Crisi economica e crisi della democrazia andavano a braccetto in Europa anche negli anni Venti e Trenta. In Germania fra la prima crisi economica per inflazione e la seconda per deflazione intercorse un decennio (1920-1930). Le crisi economiche sono processi lunghi di cui solo col tempo si vedono gli effetti. Infatti, Hitler non prese il potere da un giorno all’altro, ma ci impiegò quattordici anni.
L’illusione dei neoliberisti (che molte analogie hanno con i liberisti di ottanta anni fa, poi spazzati via dal nazismo) è di poter gestire le masse sottraendo democrazia. Al contrario, ne servirebbe di più. Ma è difficile che lo capiscano (o, meglio, lo vogliano).
Il problema, per noi tutti, è che prima o poi le masse, accecate dalla disperazione, si ribellano e sono disposte a tutto per uscire dalla crisi, persino ad abbracciare un dittatore e a rinunciare alla democrazia.
[1] La citazione è tratta da Luciano Gallino, Il colpo di Stato di banche e governi. L’attacco alla democrazia in Europa, Einaudi, Torino 2013.

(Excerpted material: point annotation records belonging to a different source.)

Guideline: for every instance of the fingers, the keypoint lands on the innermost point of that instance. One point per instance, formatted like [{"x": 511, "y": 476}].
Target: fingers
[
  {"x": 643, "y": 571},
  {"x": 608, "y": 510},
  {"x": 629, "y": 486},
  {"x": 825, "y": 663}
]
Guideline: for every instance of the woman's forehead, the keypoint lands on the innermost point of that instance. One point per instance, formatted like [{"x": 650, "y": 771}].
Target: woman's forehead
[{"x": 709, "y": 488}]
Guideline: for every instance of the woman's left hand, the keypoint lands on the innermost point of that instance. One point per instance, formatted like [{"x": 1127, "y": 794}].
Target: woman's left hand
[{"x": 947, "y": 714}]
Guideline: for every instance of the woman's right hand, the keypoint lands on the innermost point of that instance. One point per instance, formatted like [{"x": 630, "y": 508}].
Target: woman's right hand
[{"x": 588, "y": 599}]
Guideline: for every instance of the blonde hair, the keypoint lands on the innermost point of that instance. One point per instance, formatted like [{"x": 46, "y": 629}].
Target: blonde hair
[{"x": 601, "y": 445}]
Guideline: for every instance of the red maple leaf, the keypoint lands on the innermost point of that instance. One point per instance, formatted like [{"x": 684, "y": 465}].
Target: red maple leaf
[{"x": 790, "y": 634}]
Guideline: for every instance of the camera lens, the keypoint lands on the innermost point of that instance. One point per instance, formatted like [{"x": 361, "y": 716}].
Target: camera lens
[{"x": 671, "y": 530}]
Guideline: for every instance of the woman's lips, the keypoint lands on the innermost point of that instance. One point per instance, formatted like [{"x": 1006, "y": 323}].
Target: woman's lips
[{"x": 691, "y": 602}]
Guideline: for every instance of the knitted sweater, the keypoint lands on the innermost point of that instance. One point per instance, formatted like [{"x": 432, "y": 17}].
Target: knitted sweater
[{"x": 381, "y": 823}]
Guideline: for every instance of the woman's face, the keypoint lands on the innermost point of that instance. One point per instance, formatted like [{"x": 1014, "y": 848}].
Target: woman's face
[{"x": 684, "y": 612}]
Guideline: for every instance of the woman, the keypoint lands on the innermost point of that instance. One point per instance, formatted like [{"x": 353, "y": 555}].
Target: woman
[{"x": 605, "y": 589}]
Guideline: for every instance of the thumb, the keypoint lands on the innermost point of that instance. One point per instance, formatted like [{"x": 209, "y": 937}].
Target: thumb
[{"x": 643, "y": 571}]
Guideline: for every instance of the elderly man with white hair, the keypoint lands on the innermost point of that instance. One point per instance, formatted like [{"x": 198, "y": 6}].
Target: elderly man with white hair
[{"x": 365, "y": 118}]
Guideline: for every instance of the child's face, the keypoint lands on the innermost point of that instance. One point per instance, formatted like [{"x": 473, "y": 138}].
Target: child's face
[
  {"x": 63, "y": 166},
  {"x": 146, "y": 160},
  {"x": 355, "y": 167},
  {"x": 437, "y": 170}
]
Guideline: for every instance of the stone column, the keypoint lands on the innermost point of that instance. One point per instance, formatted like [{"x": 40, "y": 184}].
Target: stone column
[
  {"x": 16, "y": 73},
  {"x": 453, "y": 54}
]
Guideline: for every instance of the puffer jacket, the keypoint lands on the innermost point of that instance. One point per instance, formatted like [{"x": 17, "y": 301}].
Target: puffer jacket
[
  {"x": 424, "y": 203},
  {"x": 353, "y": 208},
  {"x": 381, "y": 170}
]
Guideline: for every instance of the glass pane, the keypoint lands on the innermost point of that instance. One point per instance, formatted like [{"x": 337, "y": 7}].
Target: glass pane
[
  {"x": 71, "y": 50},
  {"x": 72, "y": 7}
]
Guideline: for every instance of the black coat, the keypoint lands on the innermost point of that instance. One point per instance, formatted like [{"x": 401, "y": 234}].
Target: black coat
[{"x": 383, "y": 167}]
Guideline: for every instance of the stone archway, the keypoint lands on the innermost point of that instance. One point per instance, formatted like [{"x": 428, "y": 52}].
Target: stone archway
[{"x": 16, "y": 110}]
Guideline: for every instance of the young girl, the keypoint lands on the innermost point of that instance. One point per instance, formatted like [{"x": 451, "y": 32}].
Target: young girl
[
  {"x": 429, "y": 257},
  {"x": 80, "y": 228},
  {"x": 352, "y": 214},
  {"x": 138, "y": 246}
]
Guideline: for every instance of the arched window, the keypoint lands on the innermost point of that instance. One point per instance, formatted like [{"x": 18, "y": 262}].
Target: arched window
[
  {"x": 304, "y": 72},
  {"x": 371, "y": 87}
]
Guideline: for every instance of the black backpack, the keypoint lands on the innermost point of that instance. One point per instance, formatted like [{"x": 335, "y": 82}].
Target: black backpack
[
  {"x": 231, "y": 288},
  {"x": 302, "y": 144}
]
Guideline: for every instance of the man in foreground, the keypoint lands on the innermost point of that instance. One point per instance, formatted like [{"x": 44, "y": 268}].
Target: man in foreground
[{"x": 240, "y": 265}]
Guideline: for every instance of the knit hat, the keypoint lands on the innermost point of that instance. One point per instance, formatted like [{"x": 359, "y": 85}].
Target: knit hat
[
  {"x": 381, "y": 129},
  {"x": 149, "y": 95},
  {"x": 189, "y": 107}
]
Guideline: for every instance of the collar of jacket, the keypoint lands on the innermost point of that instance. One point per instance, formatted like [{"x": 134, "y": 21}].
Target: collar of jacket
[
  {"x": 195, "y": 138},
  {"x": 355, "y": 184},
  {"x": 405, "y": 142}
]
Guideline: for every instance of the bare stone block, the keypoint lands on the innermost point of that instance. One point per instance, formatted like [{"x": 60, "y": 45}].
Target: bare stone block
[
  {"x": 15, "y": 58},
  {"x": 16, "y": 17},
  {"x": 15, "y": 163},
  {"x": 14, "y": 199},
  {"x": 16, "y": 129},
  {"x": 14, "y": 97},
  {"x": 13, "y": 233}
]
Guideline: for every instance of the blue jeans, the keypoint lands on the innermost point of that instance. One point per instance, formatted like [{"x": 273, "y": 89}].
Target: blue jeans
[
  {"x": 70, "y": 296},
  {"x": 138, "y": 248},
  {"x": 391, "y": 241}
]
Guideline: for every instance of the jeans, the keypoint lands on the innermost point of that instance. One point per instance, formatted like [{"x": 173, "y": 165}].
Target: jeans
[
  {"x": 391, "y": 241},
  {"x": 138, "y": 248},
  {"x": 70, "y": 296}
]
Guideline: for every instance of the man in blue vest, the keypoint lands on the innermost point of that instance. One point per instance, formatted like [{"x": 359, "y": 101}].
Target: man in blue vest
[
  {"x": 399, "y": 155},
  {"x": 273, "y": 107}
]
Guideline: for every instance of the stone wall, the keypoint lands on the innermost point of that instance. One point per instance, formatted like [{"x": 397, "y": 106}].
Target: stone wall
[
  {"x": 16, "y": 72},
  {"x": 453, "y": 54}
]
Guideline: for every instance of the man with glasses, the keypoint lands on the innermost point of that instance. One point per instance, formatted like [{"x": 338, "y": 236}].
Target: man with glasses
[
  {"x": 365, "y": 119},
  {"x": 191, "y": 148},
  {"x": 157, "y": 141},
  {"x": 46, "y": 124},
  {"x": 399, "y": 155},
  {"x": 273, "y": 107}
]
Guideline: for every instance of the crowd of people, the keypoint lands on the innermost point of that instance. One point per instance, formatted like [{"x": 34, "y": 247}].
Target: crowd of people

[2] Naomi Klein, Shock Economy. L’ascesa del capitalismo dei disastri, trad. it. Rizzoli, Milano 2013.
[3] Michel J. Crozier, Samuel P. Huntington, Joji Watanuki, La crisi della democrazia. Rapporto sulla governabilità delle democrazie alla Commissione trilaterale, trad. it. Franco Angeli Editore, Milano 1977, p. 147.
[4] Ibidem, pp. 108-109.
[5] Luciano Gallino, Finanzcapitalismo, Einaudi, Torino 2011, p. 27.